Chroniques

par laurent bergnach

Mahler
film de Ken Russell

1 DVD Doriane Films (2014)
EDV 958

Nominé pour la Palme d’Or à Cannes en 1974, Mahler a remporté plus d’un prix dans les mois qui suivirent – celui de la technique, du meilleur scénario anglais et du meilleur espoir féminin. Cette biographie romancée du compositeur bohémien (1960-1911) est d’ailleurs considérée comme une grande réussite par Ken Russel lui-même (1927-2011), déjà l’auteur de The music lovers (La symphonie pathétique, 1971) qui mettait en scène les souffrances de Tchaïkovski [lire notre critique du DVD]. Pour avoir accouplé Histoire et fiction dans Clara, le soleil noir de Robert Schumann [lire notre critique de l’ouvrage], Christian Wasselin peut légitimement apprécier l’originalité du projet et écrire :

« ce film a quelque chose de mahlérien par ce mélange de tragique et de grotesque, par ce besoin de métaphysique et ce désir de légèreté, par cette volonté de tout embrasser, du brin d’herbe au cosmos, par cette obsession de l’enfance et bien sûr ce sens du collage et du choc des musiques qui, au cinéma, s’appelle tout simplement montage ».
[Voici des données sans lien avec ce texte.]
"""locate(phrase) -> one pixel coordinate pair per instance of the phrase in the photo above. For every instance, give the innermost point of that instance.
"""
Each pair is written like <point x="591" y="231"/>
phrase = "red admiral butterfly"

Lorsque l’action démarre, Mahler ignore qu’il lui reste à peine quelques semaines à vivre. Malade, il a quitté New York et rejoint Vienne par le train, agacé par les bruits mécaniques et les manifestations de sympathie. Sur fond de crise conjugale, le voyage fait naître cauchemars symboliques (la chrysalide Alma, la mise en terre par sa femme et son amant) et souvenirs d’enfance (durant laquelle le jeune Gustav découvre inspiration et antisémitisme). Outre une fantasmagorie annoncée d’emblée par un clin d’œil à Visconti, le film offre une grande variété d’humour – anglais, juif ou burlesque, à l’instar de la scène de conversion religieuse en présence d’une Cosima Wagner nazifiée. Oserait-on aujourd’hui ?

Face au rôle-titre, interprété par Robert Powell, sa femme (Georgina Hale) apparaît moins comme une débauchée fantasmée que comme une musicienne dont les créations sont dévaluées. Son renoncement à l’art est une des scènes fortes du film, avec la visite à Hugo Wolf, perdu dans sa folie – anciens élèves de Bruckner à la classe d’orgue, Mahler avait partagé avec lui, un temps, le même appartement. Par Alma, nous approchons les difficultés de vivre avec un génie somme toute égocentrique.

Le militaire Max a-t-il existé ? Gustav avait-il un frère suicidaire ? Nous n’irons pas vérifier dans la biographie du créateur qui a séduit tant de chefs, d’Abbado à Rattle [lire notre critique du DVD], préférant ne pas aller à l’encontre d’un parti pris surréaliste et succomber au charme de ce tourbillon visuel et sonore qui porte bien ses quarante ans.